Hanekawa returned my phone to me in no time at all.

“No pics, right?” I prompted.

“Huh?” She tilted her head. “Pics?”

“…Er, nothing.”

Oops.

Had I misread her?

Then what exactly had she been up to?

Hanekawa seemed to pick up on my puzzlement, because she pointed to the phone that I still held, unable to return it to my pocket, and said, “I put my number and email address in there.”

“You did what?”

“Too bad for you. You just made a friend.”

And then…

Before I could say a single word in response, she ran to the other side of the crossing; the light had turned green without my noticing.

That was how I was planning on leaving, and now it felt like she’d stolen my thunder─wait. Wasn’t she going to go to the library? No, since she’d decided to go to the library mid-conversation with me, her heading in the opposite direction now wasn’t strange at all.

When she crossed to the other side, Hanekawa turned back to me and waved a “See you later.”

I reflexively returned her wave.

Once she saw me waving my hand (like an idiot, I assume), she turned back around, made a right in front of the school gate, and walked off in a cheerful mood. She soon turned the corner and went out of sight.

After I was sure she was gone, I checked my phone.

To see it was true.

A “Tsubasa Hanekawa” had been registered in my contacts list.

A phone number, and an email address.

I had never used the contacts feature on my phone before. I remembered all the numbers I needed─though I don’t say this to brag about my memory. It’s not something I could brag about since the only ones I had memorized were my home phone number and my parents’ cell phone numbers.
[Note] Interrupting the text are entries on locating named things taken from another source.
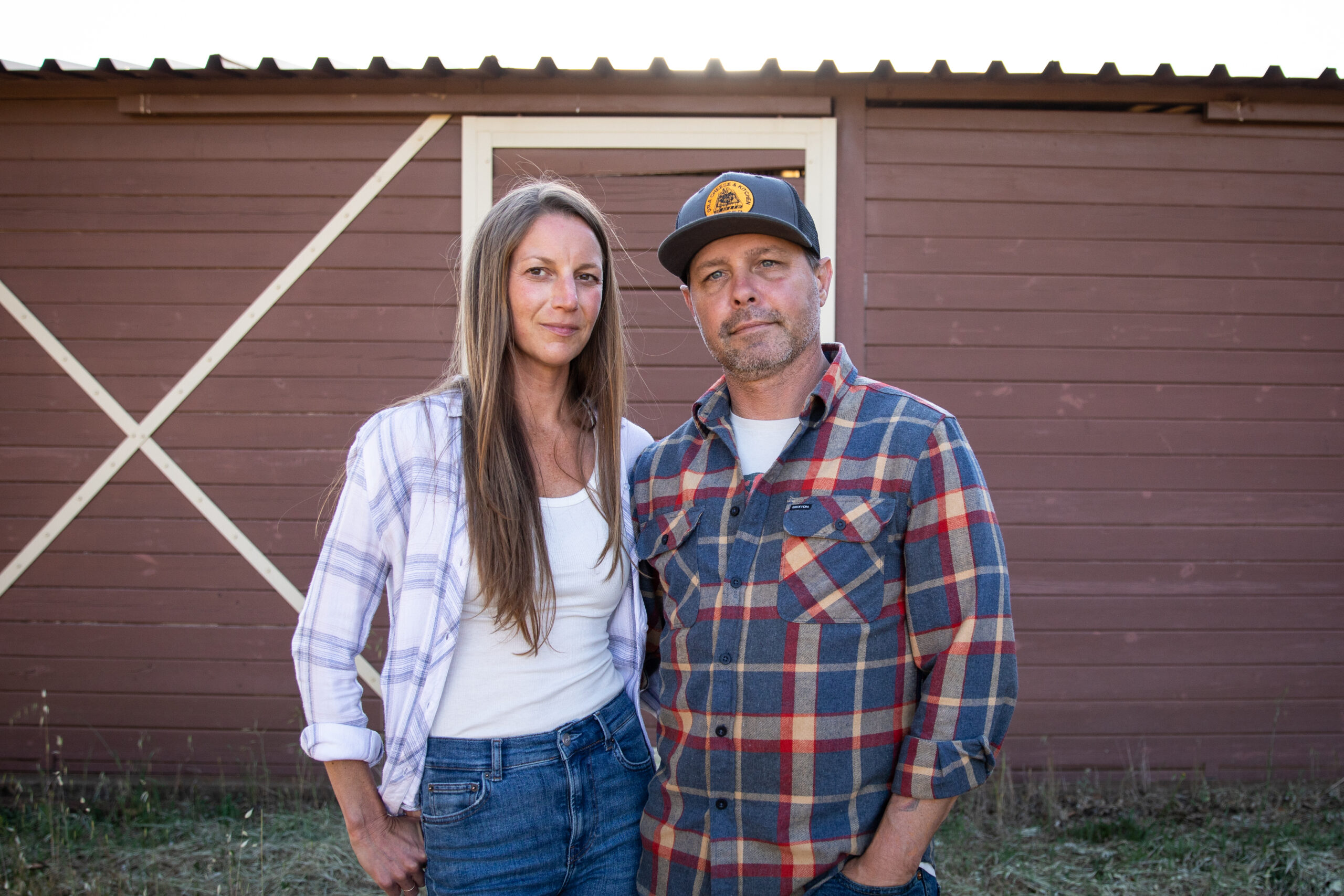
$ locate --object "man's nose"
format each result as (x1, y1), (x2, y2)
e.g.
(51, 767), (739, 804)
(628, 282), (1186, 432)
(731, 276), (757, 305)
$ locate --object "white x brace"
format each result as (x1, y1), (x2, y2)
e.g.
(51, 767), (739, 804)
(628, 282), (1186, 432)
(0, 115), (449, 697)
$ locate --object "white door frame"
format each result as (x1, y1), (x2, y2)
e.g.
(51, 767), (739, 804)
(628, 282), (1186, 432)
(461, 115), (836, 343)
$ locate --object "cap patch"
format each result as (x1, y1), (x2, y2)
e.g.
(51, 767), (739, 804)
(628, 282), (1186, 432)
(704, 180), (755, 215)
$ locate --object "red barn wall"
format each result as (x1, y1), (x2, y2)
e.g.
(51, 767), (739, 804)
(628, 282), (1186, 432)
(0, 87), (1344, 776)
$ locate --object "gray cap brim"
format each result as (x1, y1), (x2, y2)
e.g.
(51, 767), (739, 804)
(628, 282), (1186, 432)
(658, 212), (812, 283)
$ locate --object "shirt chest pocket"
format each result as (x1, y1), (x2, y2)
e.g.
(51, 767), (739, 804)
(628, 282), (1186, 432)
(777, 494), (897, 623)
(634, 508), (701, 629)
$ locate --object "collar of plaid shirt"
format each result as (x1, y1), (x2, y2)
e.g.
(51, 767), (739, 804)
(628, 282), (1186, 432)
(632, 345), (1016, 896)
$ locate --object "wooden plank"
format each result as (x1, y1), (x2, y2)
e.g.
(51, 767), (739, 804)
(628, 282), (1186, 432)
(0, 514), (329, 560)
(1017, 631), (1344, 666)
(0, 118), (463, 161)
(868, 108), (1344, 144)
(0, 725), (383, 786)
(1020, 662), (1344, 704)
(0, 231), (457, 271)
(0, 411), (367, 451)
(0, 693), (304, 731)
(860, 199), (1344, 245)
(989, 488), (1344, 526)
(1204, 101), (1344, 125)
(868, 235), (1344, 279)
(1011, 560), (1344, 596)
(0, 447), (345, 488)
(867, 127), (1344, 175)
(0, 302), (456, 341)
(1012, 599), (1344, 634)
(0, 338), (452, 376)
(860, 163), (1344, 209)
(867, 309), (1344, 352)
(0, 588), (308, 623)
(887, 380), (1344, 420)
(0, 159), (463, 199)
(1011, 697), (1344, 737)
(0, 623), (295, 662)
(0, 655), (298, 698)
(1004, 731), (1344, 786)
(868, 271), (1344, 315)
(866, 345), (1341, 385)
(0, 373), (430, 414)
(0, 266), (457, 304)
(117, 93), (831, 115)
(1005, 526), (1344, 563)
(0, 196), (463, 234)
(970, 457), (1341, 492)
(962, 418), (1344, 458)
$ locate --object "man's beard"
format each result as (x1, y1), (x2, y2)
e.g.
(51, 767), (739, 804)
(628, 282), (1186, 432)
(696, 286), (821, 383)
My sent and received call history was enough for any others.

I simply didn’t have many friends.

And that’s how “Tsubasa Hanekawa” became the first number to be registered on my phone.

“What’s her deal?”

Her actions─hovered beyond my comprehension.

A friend?

Is that what she said? A friend?

Did she mean it?

To begin with, while we may have known each other’s names, what was a young lady like her doing casually handing her contact info out to a guy she’d basically spoken to for the first time? Or was I just being old-fashioned about this?

I didn’t know.

But as much as I didn’t know, there was one thing I did know now.

Tsubasa Hanekawa: the model student among model students, the class president among class presidents, not only wasn’t a stuck-up, self-important character─

“…She’s pretty damn cool.”

A class president among class presidents.

Tsubasa Hanekawa: It was her, whom I happened across the afternoon of closing ceremonies, that I would meet again during spring break, though I had no way of knowing it at the time.

I didn’t even feel a sliver of a premonition.